Asia stocks traded lower Wednesday afternoon as U.S. President Donald Trump threatened to raise tariffs on Chinese goods if the two economic powerhouses do not strike a deal. Mainland Chinese stocks edged lower by the afternoon, with the Shanghai composite down 0.38% and Shenzhen component shedding 0.13%. The Shenzhen composite was around 0.1% lower. Hong Kong’s Hang Seng index slipped 0.63%.
The People’s Bank of China released its new loan prime rates earlier on Wednesday. The 1-year and 5-year loan prime rates were cut by 0.05% each from a month earlier to 4.15% and 4.8%, respectively.
Elsewhere, Japan’s Nikkei 225 slipped 0.79% while the Topix index shed 0.58%. That came after Japanese merchandise trade data for October from the country’s Ministry of Finance showed exports for the month falling 9.2% year-on-year — well off the 7.6% year-on-year decline expected by economists in a Reuters poll.

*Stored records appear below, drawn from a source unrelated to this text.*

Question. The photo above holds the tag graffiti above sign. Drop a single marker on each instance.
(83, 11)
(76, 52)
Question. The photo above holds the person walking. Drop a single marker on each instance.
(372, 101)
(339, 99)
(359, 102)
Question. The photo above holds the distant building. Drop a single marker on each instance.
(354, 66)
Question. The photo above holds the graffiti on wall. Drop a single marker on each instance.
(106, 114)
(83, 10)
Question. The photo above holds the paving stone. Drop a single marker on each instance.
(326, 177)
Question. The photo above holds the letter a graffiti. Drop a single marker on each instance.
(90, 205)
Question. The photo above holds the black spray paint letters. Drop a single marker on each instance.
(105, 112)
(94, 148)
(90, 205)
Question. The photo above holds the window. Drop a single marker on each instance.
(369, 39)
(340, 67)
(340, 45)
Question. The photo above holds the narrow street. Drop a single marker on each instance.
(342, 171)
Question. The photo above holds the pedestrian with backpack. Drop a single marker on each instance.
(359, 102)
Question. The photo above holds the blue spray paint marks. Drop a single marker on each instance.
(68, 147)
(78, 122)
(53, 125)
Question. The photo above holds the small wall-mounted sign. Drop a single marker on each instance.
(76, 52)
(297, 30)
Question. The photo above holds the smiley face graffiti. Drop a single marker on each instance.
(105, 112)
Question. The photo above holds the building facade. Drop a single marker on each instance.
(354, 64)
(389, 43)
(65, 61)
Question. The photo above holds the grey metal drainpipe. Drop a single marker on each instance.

The S&P/ASX 200 in Australia declined 1.4% as the heavily-weighted financial subindex fell about 2%. Shares of Australia’s so-called Big Four banks declined: Commonwealth Bank of Australia fell 1.62%, Westpac dropped 3.18%, Australia and New Zealand Banking Group shed 1.81% and National Australia Bank slipped 2.29%.
Trump said Tuesday he would “just raise the tariffs even higher” on Chinese goods if a deal between Washington and Beijing is not reached. CNBC reported earlier in the week, citing a government source, that China is pessimistic about the trade deal. That is reportedly due to differing views on the cancellation of tariffs.